No more CD: As of 12.04, the Ubuntu release will no longer fit on a CD. That’s right, stock up on DVDs, cause that ISO image exceeds the size limit for standard CDs.
So long Banshee: I’m not sure why Ubuntu keeps going back and forth on this one. Actually, I have my suspicions on this issue (see the next point) But from my perspective, this is a mistake. Choosing Rhythmbox over Banshee is a step backwards. Not only does the Rhythmbox interface seem like it’s a half-decade out of step, I have always found Rhythmbox far less stable than Banshee. But why I really don’t like this decision is because it makes Canonical seem uncertain. It was only two releases ago that Ubuntu moved from Rhythmbox to Banshee. Now they plan on taking a step backwards. I know many might say, “It’s just a media player!” Well, in today’s desktop world the media player has becoming quite the important piece in the puzzle. Having a strong player in this game is crucial. Banshee is the strongest media player in the world of Linux.

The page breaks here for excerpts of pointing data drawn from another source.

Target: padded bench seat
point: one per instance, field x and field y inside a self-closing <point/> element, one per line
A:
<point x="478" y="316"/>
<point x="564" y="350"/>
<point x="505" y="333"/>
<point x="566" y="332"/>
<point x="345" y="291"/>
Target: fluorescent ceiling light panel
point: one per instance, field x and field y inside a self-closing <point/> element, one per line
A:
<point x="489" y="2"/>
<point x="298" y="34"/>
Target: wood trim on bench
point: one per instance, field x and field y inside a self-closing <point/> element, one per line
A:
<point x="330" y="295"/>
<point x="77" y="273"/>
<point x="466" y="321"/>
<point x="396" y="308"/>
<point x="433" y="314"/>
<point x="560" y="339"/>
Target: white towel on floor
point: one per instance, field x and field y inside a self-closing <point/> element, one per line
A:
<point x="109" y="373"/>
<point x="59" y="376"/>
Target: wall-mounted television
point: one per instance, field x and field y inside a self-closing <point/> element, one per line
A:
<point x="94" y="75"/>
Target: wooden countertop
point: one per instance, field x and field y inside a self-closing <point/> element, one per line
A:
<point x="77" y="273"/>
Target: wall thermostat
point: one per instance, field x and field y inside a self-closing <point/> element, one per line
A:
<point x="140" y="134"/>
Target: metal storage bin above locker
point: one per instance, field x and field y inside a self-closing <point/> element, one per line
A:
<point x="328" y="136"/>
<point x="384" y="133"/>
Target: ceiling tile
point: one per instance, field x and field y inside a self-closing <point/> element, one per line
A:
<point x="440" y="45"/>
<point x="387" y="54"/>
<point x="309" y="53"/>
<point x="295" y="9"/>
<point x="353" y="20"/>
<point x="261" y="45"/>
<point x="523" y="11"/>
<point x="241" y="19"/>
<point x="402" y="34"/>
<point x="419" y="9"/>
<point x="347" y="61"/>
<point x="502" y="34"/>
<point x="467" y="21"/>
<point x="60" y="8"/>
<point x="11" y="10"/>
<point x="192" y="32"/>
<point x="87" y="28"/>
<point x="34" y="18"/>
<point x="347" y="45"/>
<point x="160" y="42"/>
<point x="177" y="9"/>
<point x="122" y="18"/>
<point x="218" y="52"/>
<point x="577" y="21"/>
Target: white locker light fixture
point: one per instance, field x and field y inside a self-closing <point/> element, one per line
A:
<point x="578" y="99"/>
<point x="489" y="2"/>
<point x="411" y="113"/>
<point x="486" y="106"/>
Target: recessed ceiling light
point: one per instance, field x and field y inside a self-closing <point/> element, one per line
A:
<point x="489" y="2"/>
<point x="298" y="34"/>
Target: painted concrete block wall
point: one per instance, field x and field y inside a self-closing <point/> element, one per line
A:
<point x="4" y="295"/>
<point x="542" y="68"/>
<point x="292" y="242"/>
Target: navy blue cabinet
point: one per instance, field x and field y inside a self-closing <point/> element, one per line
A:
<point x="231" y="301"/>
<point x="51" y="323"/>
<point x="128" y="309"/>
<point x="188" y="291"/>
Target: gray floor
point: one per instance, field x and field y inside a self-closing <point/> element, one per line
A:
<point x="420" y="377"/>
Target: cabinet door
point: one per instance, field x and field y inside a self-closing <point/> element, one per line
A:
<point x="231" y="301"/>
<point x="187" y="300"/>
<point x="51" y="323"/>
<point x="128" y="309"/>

Closer to mono-free: This has been a battle cry for so many users and developers for a long time. But now, Ubuntu will be ever closer to becoming a Mono-free distribution. But I do believe this is why Ubuntu is switching back to Rhythmbox. Banshee depends upon Mono. The only remaining Mono-dependent apps are: Tomboy Notes and Gbrainy. I’m sure as soon as replacements for those apps are found, they’ll be implemented.
Improvements to the Ubuntu Software Center: This has become one of my favorite tools for installing applications — bar none. But when 12.04 hits, the plan is to get the start up time nearly instantaneous; some features from Synaptic will be rolled over into USC, including new help and refund interfaces, and much more. No exact details for which Synaptic features are on their way have been made available as of yet.
Logon manager improvements: The LightDM logon screen will have a few improvements as well. User-configured splash screens, possible notification system integration, and the login box will begin to appear and behave more like a Unity Lens. The possibility of the user being able to log into their machines using their Ubuntu One or Facebook credentials is also under discussion.
Unity Improvements: There is very little information available on what is changing/improving for Unity in 12.04. So far, what is known is: No longer will the user be able to re-enable the whole systray, but only allow whitelisting specific apps. There will be better Unity integration for numerous applications. Lenses will be able to be dragged onto the Launcher. Unity 2D will use the Unity window decoration buttons for maximized windows. There will also be numerous bug fixes and performance improvements.

Here’s the overriding question though: Will 12.04 bring Ubuntu back to where it was pre-Unity? I can’t venture a guess on that one, but with the improvements they’ve made so far, 12.04 should be one heck of a promising release. What do you think? Has Ubuntu dug itself a hole they can’t climb out of? Or does the rumored features/improvements for 12.04 sound like Canonical and the Ubuntu developers are onto something that could bring Ubuntu back to user-friendly prominence?